In a recent series of posts on LinkedIn, there was a discussion about interruption and cancellation insurance. It’s an ongoing discussion among meeting planners. Those that work with or sell into the corporate market are quick to say that a well-worded contract will suffice to protect clients from excessive penalties and shortfalls.
I agree. However, in the faith-based and trade show arena, a drop of 25 percent or more of the attendees due to some unforeseen occurrence could have fatal implications for a sponsoring organization. Here are a few questions you need to answer to determine if you should consider cancellation and interruption insurance:
➤ Does your show/event generate a significant amount of your annual revenue?
➤ Would a sudden, last-minute and significant (5 percent or more) downturn in attendance substantially impact your organization’s financial status?
➤ Could your organization cancel an event and not be significantly affected by the loss of profit?
All of these questions relate to the financial viability of the sponsoring organization. For those unfamiliar with this type of coverage, it protects your revenue—not your profits.

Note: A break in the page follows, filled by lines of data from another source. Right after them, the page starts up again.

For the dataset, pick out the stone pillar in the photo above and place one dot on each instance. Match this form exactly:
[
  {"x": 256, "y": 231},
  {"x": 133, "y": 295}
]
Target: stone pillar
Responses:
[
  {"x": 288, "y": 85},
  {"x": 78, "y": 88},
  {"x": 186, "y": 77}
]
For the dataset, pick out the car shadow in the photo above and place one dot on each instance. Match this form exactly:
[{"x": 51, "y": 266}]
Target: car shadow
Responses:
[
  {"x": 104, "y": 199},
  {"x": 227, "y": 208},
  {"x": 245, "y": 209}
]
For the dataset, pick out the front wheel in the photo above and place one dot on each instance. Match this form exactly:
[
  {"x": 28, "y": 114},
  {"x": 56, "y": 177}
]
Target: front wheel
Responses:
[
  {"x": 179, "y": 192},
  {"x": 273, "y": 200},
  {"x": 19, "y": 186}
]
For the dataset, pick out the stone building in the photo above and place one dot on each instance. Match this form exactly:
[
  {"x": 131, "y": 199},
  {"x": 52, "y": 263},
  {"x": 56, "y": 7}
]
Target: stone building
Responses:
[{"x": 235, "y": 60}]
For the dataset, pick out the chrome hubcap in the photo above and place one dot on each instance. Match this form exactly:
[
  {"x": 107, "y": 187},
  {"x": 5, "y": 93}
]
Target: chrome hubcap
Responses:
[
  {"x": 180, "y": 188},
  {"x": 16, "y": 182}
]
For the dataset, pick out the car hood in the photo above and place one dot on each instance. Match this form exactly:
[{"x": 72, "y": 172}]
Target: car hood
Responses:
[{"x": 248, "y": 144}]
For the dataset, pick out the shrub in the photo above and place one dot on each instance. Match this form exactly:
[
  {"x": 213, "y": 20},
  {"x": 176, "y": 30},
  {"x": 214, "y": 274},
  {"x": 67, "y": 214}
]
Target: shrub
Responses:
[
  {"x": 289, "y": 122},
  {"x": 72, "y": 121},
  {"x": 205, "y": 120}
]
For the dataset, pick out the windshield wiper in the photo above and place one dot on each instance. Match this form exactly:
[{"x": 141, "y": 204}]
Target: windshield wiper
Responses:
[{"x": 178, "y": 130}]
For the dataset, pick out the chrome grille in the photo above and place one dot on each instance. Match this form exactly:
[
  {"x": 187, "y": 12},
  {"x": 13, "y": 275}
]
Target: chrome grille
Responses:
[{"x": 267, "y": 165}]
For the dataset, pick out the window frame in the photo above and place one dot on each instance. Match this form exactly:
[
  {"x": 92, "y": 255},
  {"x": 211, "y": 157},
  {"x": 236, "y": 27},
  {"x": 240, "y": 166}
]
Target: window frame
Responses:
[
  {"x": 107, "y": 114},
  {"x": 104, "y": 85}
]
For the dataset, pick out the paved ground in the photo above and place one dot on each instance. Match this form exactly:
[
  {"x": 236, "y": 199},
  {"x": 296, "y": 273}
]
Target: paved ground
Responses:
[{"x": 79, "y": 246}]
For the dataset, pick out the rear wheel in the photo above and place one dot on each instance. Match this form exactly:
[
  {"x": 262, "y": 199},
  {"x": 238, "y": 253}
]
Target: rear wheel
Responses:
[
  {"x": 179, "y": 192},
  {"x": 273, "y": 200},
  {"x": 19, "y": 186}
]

Here’s an example, based on a very realistic scenario: You produce an annual event with 2,500 attendees. Each registrant will pay $500 for registration. Your event has a trade show component; 150 exhibitors each pay $2,500. And don’t forget your sponsors: Add another $500,000. Between all of the above, you’ll generate $2.125 million in revenue. Your profit will be based on the difference between what you spend to produce the show and your revenue—an estimated $1 million.
Close to the start of your program, there is a health issue—say swine flu or SARS. Remember SARS? Your host city has a high number, or the highest number of documented cases. A renowned medical agency publicly recommends, “Don’t go there because there’s a chance you may get sick.” It isn’t an epidemic, but suddenly your attendance starts falling. You’ve already contracted and committed based on 2,500. Now it may be 1,700 or as low as 1,200. Your revenue projections now look like you may break even at best. If you had purchased an event cancellation/interruption policy, you can now get a good night’s sleep.
Here’s why: The insurance will protect your top-line revenue. You’ll be able to pay your bills, protect your income and remain financially intact. A claim of this magnitude will take a while to settle and requires an enormous amount of documentation and substantiation.
There’s a reason we don’t drive without insurance: risk. Ask yourself how much risk you’re willing to accept for your denomination, organization or company. The premium for this type of coverage is expensive. You have to plan for it, budget for it and apply for it each time you want it. It may not be best for everyone, but this is where you need to do your homework, assess your risk, discuss the upside and downside, and be prepared to live with your decision.
Industry associations—Meeting Professionals International, Professional Convention Management Association, etc.—have researched numerous providers and options and will serve as a great first step in determining which is best for you. So, take the time to make a well-informed decision.